The Effect of Carbohydrate Recognition and Counting Ability on Glycemic Control in Pediatric Patients with Type 1 Diabetes

Carla Minutti1, Mary Mullen1, Aparna Bindiganavle1, Anthony Parish2

1RUSH University Children's Hospital, Chicago, USA. 2University of Southern California, Los Angeles, USA

Many factors contribute to the glycemic control in pediatric patients with type 1 diabetes mellitus (T1DM). The purpose of this IRB approved study was to determine if there was a significant correlation between the ability of pediatric patients with TiDM to accurately recognize and count carbohydrates and their hemoglobin A1C (HgbA1C). T1DM patients aged 12-17 years completed the Koontz PedCarbQuiz (PCQ) . Demographic and clinical data was extracted from the electronic health record.

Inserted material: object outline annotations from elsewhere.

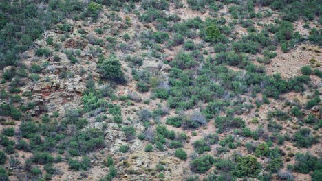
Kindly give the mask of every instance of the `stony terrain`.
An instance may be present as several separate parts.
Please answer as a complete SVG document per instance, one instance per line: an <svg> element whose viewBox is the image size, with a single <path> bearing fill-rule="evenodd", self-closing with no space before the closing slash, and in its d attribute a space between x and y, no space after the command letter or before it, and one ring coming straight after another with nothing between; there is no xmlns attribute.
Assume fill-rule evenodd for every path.
<svg viewBox="0 0 322 181"><path fill-rule="evenodd" d="M153 1L144 1L151 3ZM210 19L216 20L224 19L226 22L221 23L220 26L230 27L230 32L225 36L232 43L247 36L249 30L248 27L243 27L242 23L239 23L242 21L241 19L235 19L231 15L230 7L235 5L235 3L224 3L222 2L224 1L216 1L216 3L220 4L219 10L217 11L206 8L204 11L197 11L191 9L191 5L186 1L165 1L169 3L169 8L159 10L160 13L163 14L160 19L173 15L174 20L168 21L167 25L164 25L165 27L162 27L163 29L158 27L159 24L161 24L159 23L162 22L161 21L158 21L155 19L151 22L142 21L142 14L147 10L142 7L142 2L136 2L131 4L133 6L131 10L128 10L125 6L118 7L116 9L118 10L116 10L109 5L100 5L101 9L95 20L76 19L71 16L55 25L52 29L43 32L42 37L35 40L32 47L20 54L22 65L19 66L25 67L30 75L28 77L19 78L17 87L19 87L20 91L12 93L12 95L21 97L21 99L18 102L12 102L12 98L7 99L1 97L0 99L1 104L12 102L17 108L21 108L23 105L25 105L26 108L22 111L22 118L14 120L12 116L3 114L1 116L1 128L0 130L8 128L14 129L14 136L10 136L9 138L16 142L15 145L20 140L24 140L30 145L32 142L34 142L32 136L24 136L21 134L23 133L21 124L28 122L29 119L36 123L37 126L39 126L39 130L43 128L41 125L54 125L55 128L53 128L54 130L50 131L51 128L48 128L47 130L43 129L43 133L39 131L38 134L40 135L42 143L47 141L45 138L47 138L47 135L51 135L52 138L56 138L56 134L66 135L64 138L56 141L54 145L51 145L52 149L45 151L54 158L54 161L51 162L50 167L55 171L54 173L50 173L50 180L100 180L100 179L110 180L107 176L112 169L109 164L110 158L112 158L114 160L113 169L115 168L117 171L117 175L114 177L113 180L202 180L208 178L213 173L217 176L225 176L226 172L230 173L223 171L224 169L222 168L219 169L216 163L204 172L193 170L191 162L197 159L196 158L206 154L213 156L216 159L216 162L217 159L220 158L237 162L237 157L250 155L254 156L261 165L259 171L255 171L256 176L250 174L240 177L237 176L238 173L234 173L236 174L235 175L236 177L229 178L226 176L225 178L222 176L223 180L217 178L217 180L235 180L234 179L244 180L242 178L246 179L246 180L312 180L311 175L314 170L311 169L308 173L301 173L299 170L297 171L295 167L291 172L290 166L287 165L296 165L297 162L296 156L292 154L309 152L312 156L319 159L316 162L321 163L322 167L321 160L322 156L322 145L321 144L322 112L319 101L321 99L321 93L322 92L321 76L313 73L310 73L307 75L310 77L310 81L303 85L303 89L300 88L301 90L297 91L294 90L297 90L294 88L294 89L290 88L289 90L285 92L281 90L281 94L276 97L270 97L267 92L261 90L253 93L253 90L256 88L255 84L247 86L238 83L238 85L236 84L237 88L235 88L235 89L233 90L233 88L231 86L234 85L226 86L225 84L228 83L224 79L213 80L212 75L205 76L205 79L213 80L213 82L224 88L224 93L222 95L212 96L211 100L200 98L197 99L196 103L193 103L193 106L189 107L184 105L171 107L169 102L170 97L173 95L177 96L178 93L179 97L186 93L183 90L173 93L175 84L180 84L173 83L175 81L173 80L179 81L180 79L183 80L184 78L186 78L185 77L182 78L181 75L173 78L175 76L173 75L175 73L179 74L179 73L174 72L175 70L173 71L173 69L178 68L175 64L175 61L180 52L185 53L193 52L186 47L187 40L192 40L194 43L193 46L197 47L197 48L194 47L194 47L192 49L199 52L199 54L193 56L193 59L197 61L196 65L186 69L184 69L184 71L187 72L188 77L196 77L202 75L204 67L206 67L207 61L210 61L207 60L207 58L212 58L217 60L218 54L221 53L214 49L214 46L219 44L218 42L205 40L202 36L198 36L202 30L195 27L192 29L189 27L189 29L192 29L191 35L184 37L186 44L169 45L175 34L179 33L173 29L170 30L171 27L175 23L187 22L193 19L197 22L206 22L207 19ZM237 1L240 2L241 6L244 5L241 1ZM178 4L180 3L178 2L180 2L181 5L178 5ZM125 2L125 3L129 4ZM254 22L253 25L252 24L251 26L256 29L256 32L264 29L264 25L275 23L276 19L281 19L283 16L283 13L279 11L272 10L270 7L260 7L256 3L254 5L254 12L255 13L270 12L269 16L265 17L250 19ZM151 18L151 14L149 16ZM168 19L170 18L168 17ZM306 40L310 35L310 32L309 29L303 27L305 22L303 18L299 18L291 24L293 25L294 32L298 31ZM71 27L68 31L61 28L62 26L66 25ZM319 17L310 20L308 25L310 28L316 28L320 31L321 34L321 21L319 22ZM169 29L167 30L167 28ZM181 29L180 27L178 29ZM162 40L161 39L163 38L162 36L153 38L153 36L151 36L153 32L159 32L159 31L166 32L169 34L167 35L169 37L165 38L165 40ZM221 29L222 34L224 34L224 31ZM273 36L274 34L270 33L270 38L272 40L272 41L275 40ZM268 63L263 63L258 60L259 58L264 57L264 53L261 50L258 50L258 52L254 53L245 52L245 55L249 57L248 62L258 67L254 68L259 70L258 72L262 70L268 76L273 76L279 73L283 81L290 81L301 76L303 74L301 68L305 66L310 67L312 71L313 70L319 71L321 73L322 49L321 48L321 37L319 36L319 37L320 40L318 43L307 40L303 40L292 47L288 47L289 50L287 51L282 50L280 43L276 43L274 44L276 49L272 51L276 52L277 55L269 58ZM48 43L48 38L52 39L52 43ZM159 42L160 40L161 40ZM41 49L45 49L50 53L48 56L39 54L38 51ZM234 50L233 47L229 47L226 51L233 50ZM244 52L242 53L244 53ZM108 59L112 55L115 55L116 58L120 62L126 83L114 84L111 80L103 77L103 71L100 68L102 66L102 61L105 61L104 60ZM244 54L238 54L238 56L244 56ZM76 59L77 61L72 62L73 58ZM136 58L137 62L136 62ZM228 58L226 58L226 59ZM242 58L239 60L242 61ZM184 63L187 63L187 62ZM35 67L35 64L39 67L40 70L32 72L32 69ZM218 65L216 64L215 67L218 67L221 64L218 63ZM247 73L250 71L246 66L242 64L229 64L229 63L224 62L222 65L227 67L227 71L230 71L231 73L236 73L241 82L247 78ZM4 67L3 70L0 71L0 77L4 77L4 75L10 72L14 67L15 66ZM133 70L138 72L138 79L136 77L138 75L133 73ZM38 77L34 75L35 74ZM221 75L218 73L218 76ZM201 77L200 80L202 80ZM236 82L236 80L237 78L234 77L229 81ZM195 80L195 82L198 81ZM147 90L140 90L138 82L143 82L147 87ZM184 89L186 89L191 95L199 96L197 95L200 93L198 91L191 89L193 86L199 86L196 85L195 82L191 83L191 86ZM259 87L265 89L268 84L263 82ZM10 88L12 87L12 84L9 80L5 80L0 84L0 90L9 93ZM299 85L299 87L300 87ZM170 93L172 95L169 96L168 99L161 99L156 95L155 90L158 88L172 91ZM277 90L282 88L281 86ZM238 92L238 90L245 90ZM89 97L91 93L94 93L95 95L91 95L92 97L90 97L89 99L93 99L93 101L88 101L93 105L98 104L99 106L93 106L92 108L90 107L92 106L89 104L91 108L86 110L85 104L87 104L87 100L85 100L84 97ZM105 95L98 95L99 93ZM202 93L205 96L206 93L206 91ZM308 102L315 99L314 97L319 99L318 103L312 106L307 106ZM186 102L195 98L192 96L185 97ZM218 109L217 112L209 113L213 116L208 117L205 112L207 111L208 105L211 102L217 101L222 101L223 105L225 104L224 102L229 102L230 104L227 106L216 104L213 108L215 110L213 110L215 112L215 110ZM98 104L103 101L105 103ZM175 99L174 101L180 102L182 99ZM30 103L34 104L33 106L30 106ZM122 120L120 122L116 121L115 117L117 115L114 114L111 111L113 106L105 106L105 104L116 105L115 106L120 108ZM294 113L295 107L299 108L299 112L301 113L299 114L301 115L298 116L297 113ZM0 111L3 111L1 109ZM81 119L85 119L87 124L78 128L76 122L66 123L65 128L63 125L54 123L54 121L58 123L67 121L65 120L70 118L70 116L67 115L69 111L74 110L78 110L80 112L79 115L77 114L78 117L77 121L80 121ZM275 116L272 114L272 112L277 112L277 111L283 113L279 112L280 114ZM287 117L287 119L279 117L281 114L281 117ZM44 117L47 117L45 115L47 115L50 119L50 121L47 123L44 122L43 119ZM231 126L232 128L224 129L222 132L219 131L219 125L215 120L218 117L226 115L230 115L231 117L228 117L228 119L231 120L233 118L242 119L245 125ZM197 119L197 120L201 121L200 121L200 125L195 128L184 125L184 123L182 123L182 126L180 125L180 126L175 127L167 122L169 118L174 117L182 117L184 120L184 119L195 120L193 117L198 117L200 119ZM314 117L313 119L315 121L313 123L305 122L308 117ZM13 121L14 123L10 123L10 121ZM184 123L184 121L182 121ZM272 123L276 125L271 125ZM161 125L165 126L168 133L174 131L175 138L173 139L158 138L159 136L156 133L157 129ZM130 135L131 134L124 129L124 128L130 127L134 129L135 135ZM274 127L274 128L270 130L268 127ZM246 132L245 128L248 128L252 132L251 136L247 136L245 133ZM299 146L295 143L297 141L294 138L294 135L303 128L308 128L310 130L310 133L309 132L306 136L312 135L315 138L312 144L308 143L310 145ZM87 133L87 130L93 128L94 130L103 132L104 146L97 146L86 153L72 154L70 149L72 148L71 143L72 141L70 141L69 138L76 135L78 131ZM61 130L61 132L60 132ZM48 132L49 134L45 134L45 132ZM258 136L254 136L254 132L258 134ZM184 133L186 138L182 138L180 136L180 133ZM143 138L140 137L141 134L144 135ZM211 138L208 136L211 134L215 134L217 139L213 143L209 143ZM227 139L229 136L233 138L233 143L225 143L224 140ZM167 137L167 136L163 135L162 136ZM288 138L286 138L287 136ZM164 139L164 143L158 139ZM197 153L194 143L203 139L206 141L208 149ZM175 147L171 147L170 143L173 140L182 143L182 147L187 155L186 159L180 159L176 156L175 152L178 149ZM224 143L222 143L223 141ZM158 143L162 143L163 149L158 148ZM277 170L273 171L269 167L272 159L269 155L259 156L256 152L259 152L257 149L260 149L257 147L262 145L261 145L262 143L266 144L266 143L268 143L267 144L270 145L269 149L271 150L270 152L273 152L272 150L277 148L279 149L277 152L281 153L279 156L282 160L281 165ZM248 149L246 146L248 144L252 144L254 148ZM151 152L147 151L147 147L149 145L153 146ZM0 149L5 150L5 147L1 145ZM126 151L121 152L121 149L125 147L127 147ZM221 151L225 149L224 148L227 150ZM63 151L61 152L61 150ZM41 161L38 162L34 161L34 154L43 151L37 150L36 152L38 152L16 148L14 153L8 154L8 160L3 166L9 173L10 180L45 180L45 176L49 171L45 168L46 164L42 164ZM70 159L80 161L84 156L87 156L89 158L88 167L76 170L71 168ZM20 163L14 167L12 166L9 160L10 156L17 158ZM58 157L61 158L58 159ZM33 169L25 169L25 162L30 159L33 160L34 164L31 167L38 168L43 173L42 174L36 174L32 171L30 172L30 170ZM321 169L322 167L320 168ZM231 173L233 172L231 171ZM292 176L288 176L288 178L285 179L282 176L283 173L290 173L289 174ZM268 180L264 180L263 176L268 174L270 174L270 178ZM319 174L321 176L321 173ZM208 179L206 180L213 180L210 177Z"/></svg>

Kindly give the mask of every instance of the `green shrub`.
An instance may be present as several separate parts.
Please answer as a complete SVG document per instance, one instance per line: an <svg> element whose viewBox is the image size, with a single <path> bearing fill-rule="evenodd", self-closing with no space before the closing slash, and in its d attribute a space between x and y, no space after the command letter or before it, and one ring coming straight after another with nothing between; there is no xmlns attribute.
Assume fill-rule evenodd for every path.
<svg viewBox="0 0 322 181"><path fill-rule="evenodd" d="M224 172L230 172L235 169L235 162L226 159L218 159L215 164L216 169Z"/></svg>
<svg viewBox="0 0 322 181"><path fill-rule="evenodd" d="M311 174L312 181L319 181L322 178L322 169L314 170Z"/></svg>
<svg viewBox="0 0 322 181"><path fill-rule="evenodd" d="M38 132L38 127L34 122L23 122L20 125L20 132L24 138L30 138L31 136Z"/></svg>
<svg viewBox="0 0 322 181"><path fill-rule="evenodd" d="M121 64L115 56L109 56L104 60L99 65L100 76L105 80L113 81L116 83L123 83L124 73L121 69Z"/></svg>
<svg viewBox="0 0 322 181"><path fill-rule="evenodd" d="M118 151L121 153L126 153L127 152L127 151L129 151L129 147L128 145L121 145L120 147L120 149L118 149Z"/></svg>
<svg viewBox="0 0 322 181"><path fill-rule="evenodd" d="M155 143L155 147L159 149L160 151L164 151L164 146L163 145L163 143L162 142L156 142Z"/></svg>
<svg viewBox="0 0 322 181"><path fill-rule="evenodd" d="M153 89L153 94L156 97L167 99L169 97L169 90L166 88L156 88Z"/></svg>
<svg viewBox="0 0 322 181"><path fill-rule="evenodd" d="M54 158L49 152L35 152L32 160L34 163L46 165L52 163Z"/></svg>
<svg viewBox="0 0 322 181"><path fill-rule="evenodd" d="M2 131L2 134L11 137L14 136L14 128L4 128L3 130Z"/></svg>
<svg viewBox="0 0 322 181"><path fill-rule="evenodd" d="M142 81L139 81L138 83L136 83L136 88L140 93L145 93L149 91L148 85Z"/></svg>
<svg viewBox="0 0 322 181"><path fill-rule="evenodd" d="M50 36L46 39L46 43L47 44L50 45L52 45L54 44L54 38L52 36Z"/></svg>
<svg viewBox="0 0 322 181"><path fill-rule="evenodd" d="M295 155L294 169L302 173L322 169L322 159L318 158L309 152L297 153Z"/></svg>
<svg viewBox="0 0 322 181"><path fill-rule="evenodd" d="M6 160L7 155L2 150L0 150L0 164L5 164Z"/></svg>
<svg viewBox="0 0 322 181"><path fill-rule="evenodd" d="M297 106L291 109L291 114L297 118L301 118L303 116L303 112Z"/></svg>
<svg viewBox="0 0 322 181"><path fill-rule="evenodd" d="M177 116L173 117L167 117L166 119L166 124L172 125L174 127L180 127L182 124L182 117Z"/></svg>
<svg viewBox="0 0 322 181"><path fill-rule="evenodd" d="M197 65L197 62L190 55L180 52L175 56L173 60L170 62L170 65L175 68L186 69Z"/></svg>
<svg viewBox="0 0 322 181"><path fill-rule="evenodd" d="M184 48L186 50L195 50L197 47L195 47L195 43L191 40L188 40L184 43Z"/></svg>
<svg viewBox="0 0 322 181"><path fill-rule="evenodd" d="M169 148L178 148L182 147L183 144L182 142L181 142L180 141L171 141L169 143Z"/></svg>
<svg viewBox="0 0 322 181"><path fill-rule="evenodd" d="M120 124L123 121L123 118L120 116L114 116L113 121L116 123Z"/></svg>
<svg viewBox="0 0 322 181"><path fill-rule="evenodd" d="M298 147L310 147L312 145L319 142L316 138L312 136L311 130L309 128L301 128L299 132L297 132L292 139L295 142L295 146Z"/></svg>
<svg viewBox="0 0 322 181"><path fill-rule="evenodd" d="M235 174L238 177L256 177L261 171L261 164L257 162L256 157L245 156L236 158L236 169Z"/></svg>
<svg viewBox="0 0 322 181"><path fill-rule="evenodd" d="M109 155L106 160L104 161L104 164L107 167L110 167L114 165L114 160L113 160L113 158Z"/></svg>
<svg viewBox="0 0 322 181"><path fill-rule="evenodd" d="M0 167L0 180L10 181L7 171L2 167Z"/></svg>
<svg viewBox="0 0 322 181"><path fill-rule="evenodd" d="M37 167L33 167L30 171L31 173L34 176L40 176L41 175L41 171Z"/></svg>
<svg viewBox="0 0 322 181"><path fill-rule="evenodd" d="M277 171L283 167L283 159L281 156L270 158L266 168L272 173Z"/></svg>
<svg viewBox="0 0 322 181"><path fill-rule="evenodd" d="M169 35L167 32L155 32L152 34L152 38L158 43L164 43L169 40Z"/></svg>
<svg viewBox="0 0 322 181"><path fill-rule="evenodd" d="M153 150L153 147L152 144L151 144L151 143L148 144L144 148L145 152L151 152Z"/></svg>
<svg viewBox="0 0 322 181"><path fill-rule="evenodd" d="M312 69L310 66L305 65L301 67L301 72L303 75L310 75L312 73Z"/></svg>
<svg viewBox="0 0 322 181"><path fill-rule="evenodd" d="M95 2L90 2L87 5L87 16L94 19L98 16L100 12L102 10L102 5Z"/></svg>
<svg viewBox="0 0 322 181"><path fill-rule="evenodd" d="M81 161L69 159L68 161L69 168L75 171L88 170L90 167L90 160L88 156L85 156L82 158Z"/></svg>
<svg viewBox="0 0 322 181"><path fill-rule="evenodd" d="M122 128L122 131L124 132L127 139L129 141L133 139L136 135L136 129L134 129L133 125L124 126Z"/></svg>
<svg viewBox="0 0 322 181"><path fill-rule="evenodd" d="M45 49L45 48L39 48L39 49L37 49L36 50L36 51L34 52L34 53L36 54L36 56L45 56L45 57L48 57L49 56L50 56L50 51L49 49Z"/></svg>
<svg viewBox="0 0 322 181"><path fill-rule="evenodd" d="M197 158L190 163L191 170L198 173L205 173L215 163L215 159L211 155L206 154Z"/></svg>
<svg viewBox="0 0 322 181"><path fill-rule="evenodd" d="M16 148L19 150L28 151L29 145L25 141L21 139L16 145Z"/></svg>
<svg viewBox="0 0 322 181"><path fill-rule="evenodd" d="M217 132L223 132L232 128L239 128L246 125L245 121L239 117L217 117L215 119Z"/></svg>
<svg viewBox="0 0 322 181"><path fill-rule="evenodd" d="M206 28L206 41L215 41L220 38L220 30L215 25L208 26Z"/></svg>
<svg viewBox="0 0 322 181"><path fill-rule="evenodd" d="M186 160L187 158L186 152L182 148L175 149L175 155L181 160Z"/></svg>
<svg viewBox="0 0 322 181"><path fill-rule="evenodd" d="M193 143L195 150L198 154L202 154L205 152L208 152L211 150L210 147L206 143L204 139L197 140Z"/></svg>
<svg viewBox="0 0 322 181"><path fill-rule="evenodd" d="M306 108L310 109L313 108L313 106L318 105L320 101L320 97L319 96L316 96L314 98L308 101L308 103L306 104Z"/></svg>
<svg viewBox="0 0 322 181"><path fill-rule="evenodd" d="M190 118L183 120L184 127L186 129L195 129L206 124L206 119L200 111L194 111Z"/></svg>

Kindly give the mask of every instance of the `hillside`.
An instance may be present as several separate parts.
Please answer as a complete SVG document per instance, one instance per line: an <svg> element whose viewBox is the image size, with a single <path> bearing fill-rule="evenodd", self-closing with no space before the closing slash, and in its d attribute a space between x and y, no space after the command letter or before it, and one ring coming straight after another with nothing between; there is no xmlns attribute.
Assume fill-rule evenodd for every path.
<svg viewBox="0 0 322 181"><path fill-rule="evenodd" d="M0 2L0 180L321 180L321 5Z"/></svg>

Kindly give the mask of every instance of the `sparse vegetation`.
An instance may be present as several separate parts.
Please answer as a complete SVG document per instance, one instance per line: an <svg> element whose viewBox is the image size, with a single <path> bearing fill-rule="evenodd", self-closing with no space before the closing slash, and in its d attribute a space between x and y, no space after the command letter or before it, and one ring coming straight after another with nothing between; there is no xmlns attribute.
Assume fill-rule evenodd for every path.
<svg viewBox="0 0 322 181"><path fill-rule="evenodd" d="M320 3L2 1L0 180L319 180Z"/></svg>

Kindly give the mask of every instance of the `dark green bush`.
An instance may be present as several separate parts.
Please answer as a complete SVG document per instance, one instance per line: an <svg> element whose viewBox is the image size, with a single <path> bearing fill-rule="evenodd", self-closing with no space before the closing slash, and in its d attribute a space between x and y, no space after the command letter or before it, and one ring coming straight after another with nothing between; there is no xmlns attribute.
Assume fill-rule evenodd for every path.
<svg viewBox="0 0 322 181"><path fill-rule="evenodd" d="M211 155L206 154L197 158L190 163L191 170L198 173L205 173L215 163L215 159Z"/></svg>
<svg viewBox="0 0 322 181"><path fill-rule="evenodd" d="M294 166L296 171L307 174L310 171L321 169L322 159L318 158L308 152L297 153L295 155Z"/></svg>
<svg viewBox="0 0 322 181"><path fill-rule="evenodd" d="M312 73L312 69L310 66L305 65L301 67L301 72L303 75L310 75Z"/></svg>
<svg viewBox="0 0 322 181"><path fill-rule="evenodd" d="M301 118L303 116L303 112L297 106L294 107L291 109L291 114L297 118Z"/></svg>
<svg viewBox="0 0 322 181"><path fill-rule="evenodd" d="M90 2L87 5L87 14L88 16L96 19L102 9L101 5L95 2Z"/></svg>
<svg viewBox="0 0 322 181"><path fill-rule="evenodd" d="M217 132L220 133L233 128L244 128L246 123L245 121L239 117L217 117L215 119L215 125Z"/></svg>
<svg viewBox="0 0 322 181"><path fill-rule="evenodd" d="M32 160L34 163L46 165L52 163L54 158L49 152L35 152Z"/></svg>
<svg viewBox="0 0 322 181"><path fill-rule="evenodd" d="M99 65L100 76L105 80L116 83L123 83L125 81L121 64L115 56L109 56Z"/></svg>
<svg viewBox="0 0 322 181"><path fill-rule="evenodd" d="M187 158L186 152L182 148L175 149L175 155L181 160L186 160Z"/></svg>
<svg viewBox="0 0 322 181"><path fill-rule="evenodd" d="M2 134L11 137L14 136L14 128L4 128L3 130L2 131Z"/></svg>
<svg viewBox="0 0 322 181"><path fill-rule="evenodd" d="M32 121L21 123L19 129L21 136L24 138L30 138L32 134L36 133L39 130L38 127Z"/></svg>
<svg viewBox="0 0 322 181"><path fill-rule="evenodd" d="M221 38L220 30L215 25L208 26L206 28L206 41L212 42L218 40Z"/></svg>
<svg viewBox="0 0 322 181"><path fill-rule="evenodd" d="M292 139L295 142L295 146L298 147L310 147L312 145L319 142L316 138L312 136L311 130L309 128L301 128L299 132L297 132Z"/></svg>
<svg viewBox="0 0 322 181"><path fill-rule="evenodd" d="M10 181L7 171L2 167L0 167L0 180Z"/></svg>
<svg viewBox="0 0 322 181"><path fill-rule="evenodd" d="M256 157L245 156L236 158L236 169L235 174L238 177L256 177L261 171L261 164L257 162Z"/></svg>
<svg viewBox="0 0 322 181"><path fill-rule="evenodd" d="M312 181L319 181L322 178L322 169L314 170L311 174Z"/></svg>
<svg viewBox="0 0 322 181"><path fill-rule="evenodd" d="M148 144L144 148L145 152L151 152L152 150L153 150L153 147L151 143Z"/></svg>
<svg viewBox="0 0 322 181"><path fill-rule="evenodd" d="M82 158L81 161L69 159L68 161L69 168L75 171L88 170L90 167L90 160L88 156L85 156Z"/></svg>
<svg viewBox="0 0 322 181"><path fill-rule="evenodd" d="M310 109L313 108L313 106L318 105L320 101L320 97L319 96L316 96L314 98L308 101L308 103L306 104L306 108Z"/></svg>
<svg viewBox="0 0 322 181"><path fill-rule="evenodd" d="M0 150L0 164L5 164L6 160L7 155L2 150Z"/></svg>
<svg viewBox="0 0 322 181"><path fill-rule="evenodd" d="M202 154L205 152L208 152L211 150L210 147L206 143L204 139L197 140L193 143L195 150L198 154Z"/></svg>
<svg viewBox="0 0 322 181"><path fill-rule="evenodd" d="M189 54L180 52L175 56L170 64L175 68L180 69L190 69L197 65L197 62Z"/></svg>
<svg viewBox="0 0 322 181"><path fill-rule="evenodd" d="M152 34L152 38L158 43L164 43L169 40L169 35L167 32L155 32Z"/></svg>
<svg viewBox="0 0 322 181"><path fill-rule="evenodd" d="M133 125L124 126L123 128L122 128L122 131L124 132L127 139L129 141L133 139L136 135L136 129L134 129L134 127L133 127Z"/></svg>
<svg viewBox="0 0 322 181"><path fill-rule="evenodd" d="M142 81L139 81L138 82L138 83L136 83L136 88L140 93L144 93L144 92L149 91L148 84Z"/></svg>
<svg viewBox="0 0 322 181"><path fill-rule="evenodd" d="M166 124L172 125L174 127L180 127L182 124L183 118L180 116L167 117Z"/></svg>
<svg viewBox="0 0 322 181"><path fill-rule="evenodd" d="M45 57L48 57L49 56L50 56L50 51L49 49L46 49L46 48L39 48L39 49L37 49L36 50L36 51L34 52L34 53L36 54L36 56L45 56Z"/></svg>

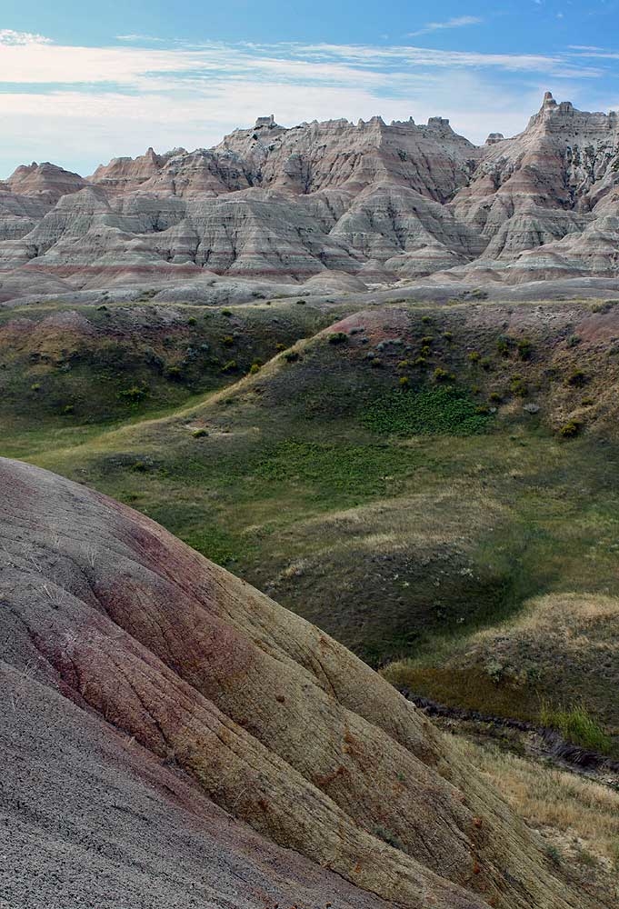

Subscales of Carb Recognition and Carb Counting were included from the Koontz PCQ. Spearman's correlation was conducted between HgbA1C, total PCQ score, Carb Recognition and Counting. Mann Whitney U test determined if there were differences between scores and insulin treatment. Significance was set at P<0. 05. The sample included 57 subjects with a median age of 14. 5 (IQR 11. 4, 17. 2) years. The median BMI percentile was 72. 3 (IQR 46. 8, 93. 5). About a third were categorized into the overweight and obese weight category (31%). Median HgbA1C was 9. 2% (IQR 7. 6, 10. 4%). Subjects treated with insulin pump had a significantly higher total PCQ score compared to those treated with MDI. There was a negative and significant correlation between total PCQ score and HgbA1C (rho = -0. 312, P=. 037) as well as Carb Recognition score (-0. 297, P=. 045). Carbohydrate recognition knowledge was higher in subjects treated with insulin pump even though the actual difference in scores was not of practice significance. As carbohydrate knowledge increased, HgbA1C decreased. It is important to assess this knowledge to focus the education when working with pediatric patients.